Comparison of CW-EPR and ESEEM technique for determination of water permeability profile in liposome membranes

Abstract

The hydrophobicity profile across a membrane is an important parameter of biological membranes as it defines the barrier for permeation of polar molecules into the cell interior and of the stability of transmembrane proteins. In this work, the hydrophobicity profile was measured by conventional continuos-wave electron paramagnetic resonance (CW-EPR) and by electron spin echo envelope modulation (ESEEM) in two liposome suspensions with different ionic strengths in order to compare the sensitivity of both methods for the determination of the water penetration depth into the liposome membrane. Multilamellar liposomes from egg-phosphatidylcholine, cholesterol and dicetyl phosphate were prepared in deuterium oxide, buffered with phosphate buffer with or without NaCl at the phosphate concentrations 0.1 or 0.01 M. Liposomes were spin labeled with stearic acids spin probes with the nitroxide group at different positions on the acyl chain.
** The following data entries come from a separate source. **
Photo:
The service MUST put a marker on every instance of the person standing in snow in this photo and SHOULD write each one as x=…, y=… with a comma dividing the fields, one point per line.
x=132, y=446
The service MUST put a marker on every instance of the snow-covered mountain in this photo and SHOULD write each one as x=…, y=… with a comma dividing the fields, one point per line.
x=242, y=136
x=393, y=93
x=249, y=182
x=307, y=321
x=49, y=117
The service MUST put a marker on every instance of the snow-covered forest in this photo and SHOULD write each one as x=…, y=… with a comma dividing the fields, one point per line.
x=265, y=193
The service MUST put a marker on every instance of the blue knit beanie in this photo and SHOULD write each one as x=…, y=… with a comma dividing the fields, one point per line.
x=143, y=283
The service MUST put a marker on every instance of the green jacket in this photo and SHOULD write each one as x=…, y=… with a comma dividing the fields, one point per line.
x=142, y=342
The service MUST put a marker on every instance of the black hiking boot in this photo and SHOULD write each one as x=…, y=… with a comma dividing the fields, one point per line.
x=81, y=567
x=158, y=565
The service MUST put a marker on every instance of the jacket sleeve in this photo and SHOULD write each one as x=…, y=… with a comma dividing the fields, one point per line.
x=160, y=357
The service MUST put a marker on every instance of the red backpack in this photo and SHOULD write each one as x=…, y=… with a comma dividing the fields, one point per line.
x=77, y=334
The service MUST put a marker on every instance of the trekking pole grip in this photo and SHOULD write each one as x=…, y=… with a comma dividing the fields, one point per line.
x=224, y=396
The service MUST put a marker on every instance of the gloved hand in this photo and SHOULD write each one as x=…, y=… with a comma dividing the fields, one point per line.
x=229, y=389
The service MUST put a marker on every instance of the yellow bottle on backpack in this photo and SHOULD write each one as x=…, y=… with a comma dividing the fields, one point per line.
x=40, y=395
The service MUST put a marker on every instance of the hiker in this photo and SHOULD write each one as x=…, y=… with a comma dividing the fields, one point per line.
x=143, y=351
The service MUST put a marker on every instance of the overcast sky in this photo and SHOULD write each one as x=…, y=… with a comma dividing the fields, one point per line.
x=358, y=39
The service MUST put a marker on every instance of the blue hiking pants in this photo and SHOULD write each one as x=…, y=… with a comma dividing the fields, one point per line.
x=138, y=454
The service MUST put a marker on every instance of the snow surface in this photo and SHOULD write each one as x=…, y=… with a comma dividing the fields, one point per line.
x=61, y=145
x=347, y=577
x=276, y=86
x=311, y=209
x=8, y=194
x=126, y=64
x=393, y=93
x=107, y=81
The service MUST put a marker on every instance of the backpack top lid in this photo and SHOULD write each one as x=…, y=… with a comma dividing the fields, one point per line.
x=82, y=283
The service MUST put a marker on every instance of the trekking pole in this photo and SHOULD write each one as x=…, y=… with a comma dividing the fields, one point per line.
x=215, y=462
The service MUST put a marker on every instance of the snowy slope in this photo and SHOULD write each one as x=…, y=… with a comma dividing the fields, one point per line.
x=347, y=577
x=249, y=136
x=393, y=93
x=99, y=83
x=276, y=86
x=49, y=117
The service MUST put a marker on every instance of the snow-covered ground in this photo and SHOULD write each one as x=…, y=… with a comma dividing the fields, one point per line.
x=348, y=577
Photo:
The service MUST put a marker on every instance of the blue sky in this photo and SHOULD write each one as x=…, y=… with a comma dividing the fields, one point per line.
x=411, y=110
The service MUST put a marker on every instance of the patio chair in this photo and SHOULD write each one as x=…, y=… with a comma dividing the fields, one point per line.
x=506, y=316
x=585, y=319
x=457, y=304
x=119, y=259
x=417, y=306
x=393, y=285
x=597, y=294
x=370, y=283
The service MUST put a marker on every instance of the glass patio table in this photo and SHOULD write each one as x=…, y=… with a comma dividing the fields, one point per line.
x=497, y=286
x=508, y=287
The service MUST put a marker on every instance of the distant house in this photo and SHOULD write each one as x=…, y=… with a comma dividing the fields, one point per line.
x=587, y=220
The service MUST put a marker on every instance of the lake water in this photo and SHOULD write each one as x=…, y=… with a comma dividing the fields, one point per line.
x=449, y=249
The deuterium penetration depth was measured by the ESEEM technique and the signal was analyzed in the frequency domain (Fourier transform [FT]-ESEEM). The ratio of the intensities of FT-ESEEM lines at deuterium and hydrogen Larmor frequencies was used as a measures of the water penetration depth. It was also indirectly determined from the hyperfine splitting constants in frozen and in fluid state, measured by CW-EPR, as they depend on the polarity of the nitroxide group environment. The comparison of the two techniques demonstrated that FT-ESEEM is more sensitive to the changes on the surface of the membrane and thus more appropriate for the determination of the hydrophobic barrier than the conventional CW-EPR method.